In the field of science, I’ve seen researchers on both sides of a lot of issues fall into exactly this kind of trap. Most commonly, it is the Christian scientists ((Let me be clear here – when I say ‘Christian scientist’, I am _not_ referring to the particular philosophy/religion/cult of Christian Science; I am merely making a distinction between the average secular scientist and the scientist who possesses a belief in a creator God.)) who will make specific claims, only to have them fall under the weight of evidence from evolutionary scientists.

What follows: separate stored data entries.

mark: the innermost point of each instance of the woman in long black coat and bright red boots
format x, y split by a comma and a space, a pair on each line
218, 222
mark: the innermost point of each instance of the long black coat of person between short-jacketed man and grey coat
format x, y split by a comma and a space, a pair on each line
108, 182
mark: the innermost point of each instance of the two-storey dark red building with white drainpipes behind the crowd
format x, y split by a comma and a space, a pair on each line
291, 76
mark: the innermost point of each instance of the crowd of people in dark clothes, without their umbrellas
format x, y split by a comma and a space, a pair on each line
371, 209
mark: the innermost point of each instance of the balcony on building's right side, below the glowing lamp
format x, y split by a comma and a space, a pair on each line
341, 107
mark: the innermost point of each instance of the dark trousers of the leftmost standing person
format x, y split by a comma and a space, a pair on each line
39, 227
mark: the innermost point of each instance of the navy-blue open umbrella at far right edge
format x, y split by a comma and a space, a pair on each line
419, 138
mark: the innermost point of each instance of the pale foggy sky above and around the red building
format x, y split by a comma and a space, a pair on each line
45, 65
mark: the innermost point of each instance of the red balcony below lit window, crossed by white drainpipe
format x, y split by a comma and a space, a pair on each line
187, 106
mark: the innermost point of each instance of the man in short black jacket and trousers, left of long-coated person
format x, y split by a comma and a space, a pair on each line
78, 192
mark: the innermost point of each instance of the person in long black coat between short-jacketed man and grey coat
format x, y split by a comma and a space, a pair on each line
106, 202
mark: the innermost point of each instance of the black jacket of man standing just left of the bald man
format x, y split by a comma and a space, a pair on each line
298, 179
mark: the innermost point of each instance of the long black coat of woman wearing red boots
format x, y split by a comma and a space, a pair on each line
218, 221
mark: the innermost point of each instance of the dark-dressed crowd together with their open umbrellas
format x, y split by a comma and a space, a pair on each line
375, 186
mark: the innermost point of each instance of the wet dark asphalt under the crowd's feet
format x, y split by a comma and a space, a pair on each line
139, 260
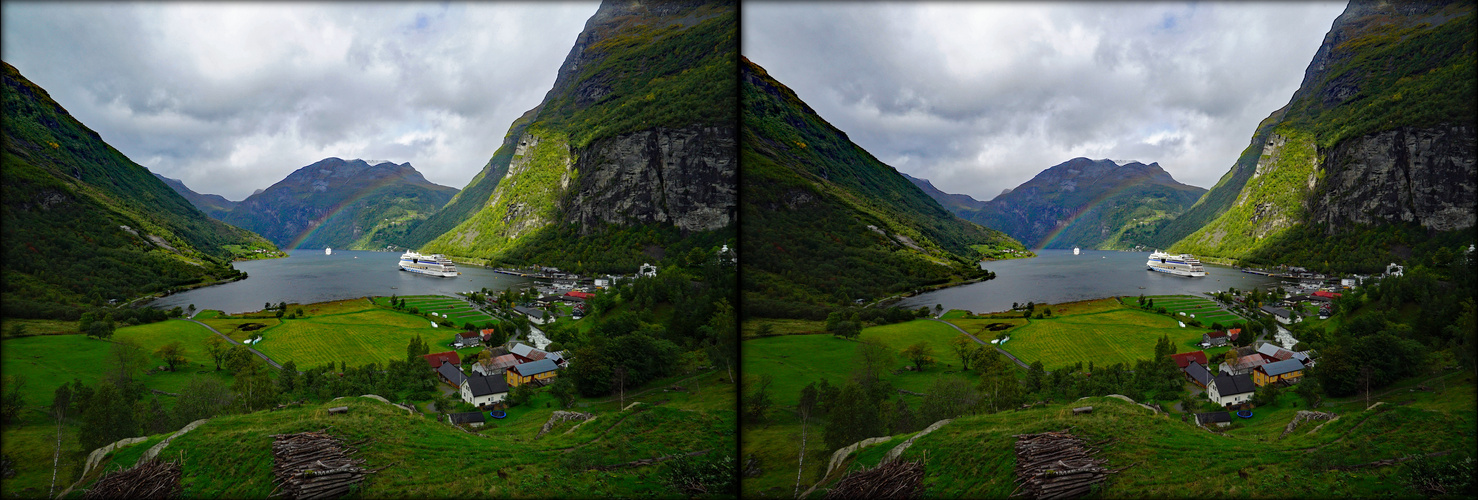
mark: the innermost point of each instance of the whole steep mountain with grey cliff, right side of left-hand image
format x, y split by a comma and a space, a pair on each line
629, 158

As a result, I have to wonder how much of science from Christian research organizations is founded on actual evidence and research and how much is simply airy exclamations based on theological beliefs. Don’t get me wrong – I do believe the Bible to be accurate, and I believe in a literal, 6-day creation and intelligent design. But I fear that far too many scientists who are Christians try to make science fit into theology. I believe that science and theology _can_ complement one another, even when they seem to be in opposition. ((I attribute this to the fact that mankind’s understanding of the universe is finite and that there is likely no way possible that we will ever be able to understand everything, even under the best and most rigorous scientific study.))
I believe that Christian scientists do a great disservice to both science and theology when they try to force scientific evidence to fit their own personal theologies. I think that fear plays a large part in _why_ they try, though – science and rationality sometimes have a way of shaking one’s faith in the existence of God, especially when they seem to support the traditional Darwinian evolutionary viewpoint. But rather than facing their fear and examining fact, far too many Christian scientists take information gleaned in the scientific community and try to force it to fit a specific mold. Consequently, they come off looking like fools and their research is quickly debunked as garbage. ((For the record, I’m sure that even if they had indisputable evidence backing their claims, there would be those in the scientific community who would laugh and scoff. You always have naysayers.))
At any rate, it’s a little food for thought, and as always, this entry is open for discussion and debate. And I believe that reading through Chris’ site may inspire some interesting and new story ideas.